By Jess Corbett
When he retired at age 55, John Patterson (known as JP to a generation of scooterists in the 1990’s), decided to keep out of mischief by getting a few vespas. His association with scooters dates back to the 1950’s, when he lived in Paekakariki, and commuted from there to Wellington on a vespa 125 on the Paekakariki Hill Road. The motorways were still being constructed at this time.
At that time there was a scooter shop in Auckland called Scooter House. John, needing parts for his vespas, recalls making phone calls to the shop requesting parts – only to call again a week later after nothing arrived. This went on for what seemed like an age. Eventually John visited the shop himself.
“How far would so many thousand dollars go?”

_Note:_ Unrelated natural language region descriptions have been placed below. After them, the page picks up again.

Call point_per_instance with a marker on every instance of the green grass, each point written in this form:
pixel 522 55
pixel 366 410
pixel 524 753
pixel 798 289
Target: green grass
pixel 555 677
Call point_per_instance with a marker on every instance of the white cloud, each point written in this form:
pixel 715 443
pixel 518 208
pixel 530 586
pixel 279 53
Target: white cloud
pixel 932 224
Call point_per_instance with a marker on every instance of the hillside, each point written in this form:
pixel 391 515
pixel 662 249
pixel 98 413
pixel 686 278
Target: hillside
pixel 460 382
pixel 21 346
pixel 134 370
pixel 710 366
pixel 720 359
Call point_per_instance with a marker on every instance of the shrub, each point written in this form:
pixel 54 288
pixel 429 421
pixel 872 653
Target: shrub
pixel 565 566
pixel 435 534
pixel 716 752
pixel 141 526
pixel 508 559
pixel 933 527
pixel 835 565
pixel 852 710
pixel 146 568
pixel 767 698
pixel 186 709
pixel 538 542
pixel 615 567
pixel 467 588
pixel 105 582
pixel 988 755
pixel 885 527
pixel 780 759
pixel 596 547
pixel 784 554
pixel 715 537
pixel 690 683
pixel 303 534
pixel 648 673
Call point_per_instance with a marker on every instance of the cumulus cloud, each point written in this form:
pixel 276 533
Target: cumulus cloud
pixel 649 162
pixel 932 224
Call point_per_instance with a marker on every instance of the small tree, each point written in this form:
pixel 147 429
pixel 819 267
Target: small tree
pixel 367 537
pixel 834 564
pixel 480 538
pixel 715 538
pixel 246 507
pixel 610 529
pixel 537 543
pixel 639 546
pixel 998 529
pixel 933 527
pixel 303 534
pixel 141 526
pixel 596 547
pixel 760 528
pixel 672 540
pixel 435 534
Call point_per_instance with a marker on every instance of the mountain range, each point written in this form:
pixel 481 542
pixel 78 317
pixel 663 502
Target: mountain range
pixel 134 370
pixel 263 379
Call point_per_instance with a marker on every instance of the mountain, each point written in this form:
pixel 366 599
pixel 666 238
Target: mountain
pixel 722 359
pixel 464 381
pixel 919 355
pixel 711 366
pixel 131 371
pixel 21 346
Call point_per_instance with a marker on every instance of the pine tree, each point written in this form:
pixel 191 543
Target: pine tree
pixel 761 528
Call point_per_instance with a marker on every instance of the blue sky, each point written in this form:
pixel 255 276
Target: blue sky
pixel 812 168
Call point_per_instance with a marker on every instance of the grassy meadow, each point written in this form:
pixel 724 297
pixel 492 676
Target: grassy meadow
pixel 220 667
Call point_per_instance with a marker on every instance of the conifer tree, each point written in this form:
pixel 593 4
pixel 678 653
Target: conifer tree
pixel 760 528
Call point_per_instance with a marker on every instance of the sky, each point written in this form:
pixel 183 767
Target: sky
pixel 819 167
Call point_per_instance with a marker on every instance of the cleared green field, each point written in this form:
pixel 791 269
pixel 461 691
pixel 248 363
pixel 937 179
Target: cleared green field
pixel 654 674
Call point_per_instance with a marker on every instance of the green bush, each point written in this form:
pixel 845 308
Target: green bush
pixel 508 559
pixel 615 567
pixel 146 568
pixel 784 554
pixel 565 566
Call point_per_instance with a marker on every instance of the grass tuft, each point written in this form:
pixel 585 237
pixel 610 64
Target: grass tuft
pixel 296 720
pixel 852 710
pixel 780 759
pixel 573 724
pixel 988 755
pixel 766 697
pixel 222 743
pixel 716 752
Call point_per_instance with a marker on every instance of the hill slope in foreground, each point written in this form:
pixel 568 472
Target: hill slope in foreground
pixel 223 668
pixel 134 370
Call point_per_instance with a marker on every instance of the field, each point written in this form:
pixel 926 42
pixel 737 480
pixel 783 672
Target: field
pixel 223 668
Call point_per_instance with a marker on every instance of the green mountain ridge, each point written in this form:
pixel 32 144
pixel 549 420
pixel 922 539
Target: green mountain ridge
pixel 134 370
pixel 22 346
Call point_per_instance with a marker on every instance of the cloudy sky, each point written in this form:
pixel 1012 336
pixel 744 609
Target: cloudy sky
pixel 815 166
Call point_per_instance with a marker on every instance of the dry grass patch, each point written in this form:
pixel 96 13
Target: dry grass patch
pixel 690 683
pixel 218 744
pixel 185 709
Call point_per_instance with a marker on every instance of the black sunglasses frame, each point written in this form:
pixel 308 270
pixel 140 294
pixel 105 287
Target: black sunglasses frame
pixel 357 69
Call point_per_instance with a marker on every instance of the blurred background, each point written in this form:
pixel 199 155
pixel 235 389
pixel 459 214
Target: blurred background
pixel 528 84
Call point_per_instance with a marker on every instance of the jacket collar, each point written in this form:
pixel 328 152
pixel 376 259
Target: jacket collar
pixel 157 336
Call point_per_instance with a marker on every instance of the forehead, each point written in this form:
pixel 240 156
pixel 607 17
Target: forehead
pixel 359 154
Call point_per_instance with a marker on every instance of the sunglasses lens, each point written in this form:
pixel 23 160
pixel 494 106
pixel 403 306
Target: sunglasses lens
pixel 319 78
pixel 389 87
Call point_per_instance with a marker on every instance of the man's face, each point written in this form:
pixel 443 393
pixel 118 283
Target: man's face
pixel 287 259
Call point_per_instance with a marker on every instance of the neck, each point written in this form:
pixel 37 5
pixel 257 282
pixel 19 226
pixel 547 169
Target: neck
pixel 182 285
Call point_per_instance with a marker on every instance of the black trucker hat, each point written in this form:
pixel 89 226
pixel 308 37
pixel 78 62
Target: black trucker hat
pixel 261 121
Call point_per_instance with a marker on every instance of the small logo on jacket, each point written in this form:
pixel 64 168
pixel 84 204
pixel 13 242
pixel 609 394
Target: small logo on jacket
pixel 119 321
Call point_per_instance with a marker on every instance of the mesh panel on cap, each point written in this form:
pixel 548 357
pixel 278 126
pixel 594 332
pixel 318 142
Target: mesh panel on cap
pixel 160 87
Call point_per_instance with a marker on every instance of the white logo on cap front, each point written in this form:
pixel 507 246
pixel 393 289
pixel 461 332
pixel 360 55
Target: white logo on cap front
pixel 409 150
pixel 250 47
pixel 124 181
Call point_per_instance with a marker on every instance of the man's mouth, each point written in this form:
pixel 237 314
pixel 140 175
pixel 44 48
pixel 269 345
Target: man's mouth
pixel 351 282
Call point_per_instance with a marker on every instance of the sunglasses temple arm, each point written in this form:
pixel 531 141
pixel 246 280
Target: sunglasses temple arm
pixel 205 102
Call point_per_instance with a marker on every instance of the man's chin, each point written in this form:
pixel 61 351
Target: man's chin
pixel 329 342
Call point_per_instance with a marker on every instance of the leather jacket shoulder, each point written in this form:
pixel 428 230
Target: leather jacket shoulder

He got the parts he wanted and took them back to Rotorua. Next he received a call from the owner of the shop: “If you’re prepared to pay that much, you can have the lot”. So he bought the lot – hired a truck, took his daughter and son with him, and brought everything back to Rotorua to his workshop.
The vespa agency at that time was W. Whites of New Plymouth.
John had started importing Bajaj scooters, and also vespas from India, which sold quite well. The prices were lower than the Italian vespas sold by W. Whites, and this led to some disagreements between John Patterson and W. Whites. Eventually they offered the agency to John anyway, even though he’d had no plans to take it on.